Femtogenix, Lawes Open Innovation Hub, Rothamsted Research, West Common, Harpenden, Hertfordshire, AL5 2JQ, UK.
School of Biological Sciences, Life Sciences Building B85, University of Southampton, Southampton, Hampshire, SO17 1BJ, UK.
Commun Biol. 2022 Jul 29;5(1):741. doi: 10.1038/s42003-022-03633-0.
Antibody-Drug Conjugates (ADCs) are growing in importance for the treatment of both solid and haematological malignancies. There is a demand for new payloads with novel mechanisms of action that may offer enhanced therapeutic efficacy, especially in patients who develop resistance. We report here a class of Cyclopropabenzindole-Pyridinobenzodiazepine (CBI-PDD) DNA cross-linking payloads that simultaneously alkylate guanine (G) and adenine (A) bases in the DNA minor groove with a defined sequence selectivity. The lead payload, FGX8-46 (6), produces sequence-selective G-A cross-links and affords cytotoxicity in the low picomolar region across a panel of 11 human tumour cell lines. When conjugated to the antibody cetuximab at an average Drug-Antibody Ratio (DAR) of 2, an ADC is produced with significant antitumour activity at 1 mg/kg in a target-relevant human tumour xenograft mouse model with an unexpectedly high tolerability (i.e., no weight loss observed at doses as high as 45 mg/kg i.v., single dose).

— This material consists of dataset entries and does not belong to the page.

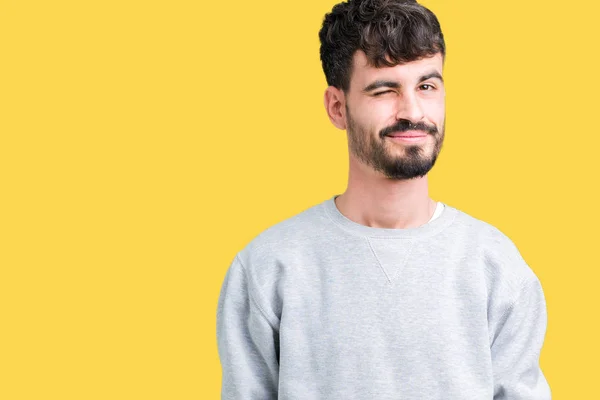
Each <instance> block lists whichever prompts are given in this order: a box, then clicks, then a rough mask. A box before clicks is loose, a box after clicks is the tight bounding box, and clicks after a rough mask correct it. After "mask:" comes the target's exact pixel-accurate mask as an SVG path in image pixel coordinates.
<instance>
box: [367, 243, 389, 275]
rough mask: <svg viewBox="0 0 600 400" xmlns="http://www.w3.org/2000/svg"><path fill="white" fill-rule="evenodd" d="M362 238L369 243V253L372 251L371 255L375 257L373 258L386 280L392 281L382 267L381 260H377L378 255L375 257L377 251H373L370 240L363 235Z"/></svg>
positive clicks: (378, 259) (372, 247) (386, 272)
mask: <svg viewBox="0 0 600 400" xmlns="http://www.w3.org/2000/svg"><path fill="white" fill-rule="evenodd" d="M364 238H365V239H366V240H367V243H368V244H369V248H370V249H371V253H373V257H375V260H376V261H377V264H378V265H379V268H381V270H382V271H383V273H384V275H385V277H386V278H388V282H390V283H392V280H391V279H390V276H389V275H388V274H387V271H386V270H385V268H383V265H382V264H381V260H379V257H377V253H375V250H374V249H373V246H372V245H371V241H370V240H369V237H368V236H364Z"/></svg>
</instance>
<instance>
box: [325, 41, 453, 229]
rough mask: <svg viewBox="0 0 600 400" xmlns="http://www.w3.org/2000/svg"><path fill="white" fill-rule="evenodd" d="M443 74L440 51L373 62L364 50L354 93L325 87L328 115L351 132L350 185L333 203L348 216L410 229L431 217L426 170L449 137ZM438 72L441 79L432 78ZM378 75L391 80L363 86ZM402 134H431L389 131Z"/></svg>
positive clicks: (348, 135)
mask: <svg viewBox="0 0 600 400" xmlns="http://www.w3.org/2000/svg"><path fill="white" fill-rule="evenodd" d="M442 72H443V58H442V55H441V53H438V54H436V55H434V56H432V57H427V58H423V59H420V60H416V61H412V62H409V63H406V64H400V65H396V66H394V67H382V68H375V67H374V66H370V65H368V63H367V58H366V56H365V54H364V52H362V51H361V50H358V51H357V52H356V53H355V54H354V58H353V69H352V75H351V79H350V87H349V89H348V92H347V93H344V92H343V91H342V90H340V89H338V88H336V87H334V86H329V87H328V88H327V89H326V90H325V95H324V104H325V109H326V111H327V114H328V116H329V119H330V121H331V122H332V123H333V125H334V126H336V127H337V128H339V129H344V130H346V132H347V137H348V153H349V175H348V186H347V188H346V191H345V192H344V193H342V194H341V195H339V196H338V197H337V198H336V199H335V202H336V206H337V207H338V209H339V211H340V212H341V213H342V214H343V215H344V216H346V217H347V218H349V219H350V220H352V221H354V222H357V223H359V224H362V225H366V226H371V227H376V228H394V229H406V228H414V227H418V226H421V225H423V224H426V223H427V222H428V221H429V220H430V219H431V217H432V216H433V213H434V211H435V207H436V202H435V201H434V200H432V199H431V198H430V197H429V190H428V182H427V173H428V172H429V170H431V168H432V167H433V166H434V164H435V161H436V159H437V157H438V155H439V153H440V151H441V148H442V144H443V140H444V122H445V95H446V92H445V88H444V83H443V78H442ZM436 74H437V75H439V77H435V76H432V75H436ZM423 77H427V79H424V80H423V79H422V78H423ZM376 81H385V82H388V84H386V85H384V86H381V87H378V88H375V89H373V90H365V89H366V88H368V86H372V84H373V83H374V82H376ZM384 92H385V93H384ZM399 132H403V133H411V134H427V137H426V138H425V140H423V141H420V142H416V143H408V142H404V141H394V140H392V139H390V138H389V137H387V136H386V134H392V133H399Z"/></svg>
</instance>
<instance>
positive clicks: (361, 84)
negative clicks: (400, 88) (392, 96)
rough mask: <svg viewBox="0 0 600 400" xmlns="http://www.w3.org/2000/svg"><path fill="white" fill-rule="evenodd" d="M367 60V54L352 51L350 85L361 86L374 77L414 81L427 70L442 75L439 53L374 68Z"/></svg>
mask: <svg viewBox="0 0 600 400" xmlns="http://www.w3.org/2000/svg"><path fill="white" fill-rule="evenodd" d="M367 61H368V60H367V56H366V55H365V53H364V52H363V51H362V50H358V51H356V52H355V53H354V57H353V60H352V63H353V66H352V75H351V78H350V87H360V88H363V87H365V86H366V85H368V84H369V83H371V82H372V81H374V80H376V79H389V80H395V81H399V82H406V83H408V82H415V81H416V80H418V79H419V77H421V76H423V75H424V74H426V73H429V72H438V73H439V74H440V75H442V68H443V59H442V55H441V53H437V54H435V55H434V56H432V57H426V58H422V59H420V60H416V61H411V62H408V63H406V64H398V65H395V66H393V67H386V66H383V67H381V68H376V67H374V66H372V65H368V63H367Z"/></svg>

抗体药物偶联物(ADCs)在治疗实体瘤和血液恶性肿瘤方面的重要性日益增加。人们需要具有新作用机制的新型有效载荷,这些有效载荷可能提供增强的治疗效果,尤其是在产生耐药性的患者中。我们在这里报告了一类环丙烷并苯吲哚-吡啶苯并二氮杂䓬(CBI-PDD)DNA 交联有效载荷,该有效载荷可同时在 DNA 小沟中具有特定序列选择性地烷基化鸟嘌呤(G)和腺嘌呤(A)碱基。先导有效载荷 FGX8-46(6)产生序列选择性的 G-A 交联,并在 11 个人类肿瘤细胞系的面板中以低皮摩尔区域提供细胞毒性。当以平均药物抗体比(DAR)为 2 与抗体西妥昔单抗偶联时,在靶相关的人肿瘤异种移植小鼠模型中,以 1mg/kg 的剂量产生了具有显著抗肿瘤活性的 ADC,其耐受性出乎意料地高(即,在高达 45mg/kg 的静脉内单次剂量下未观察到体重减轻)。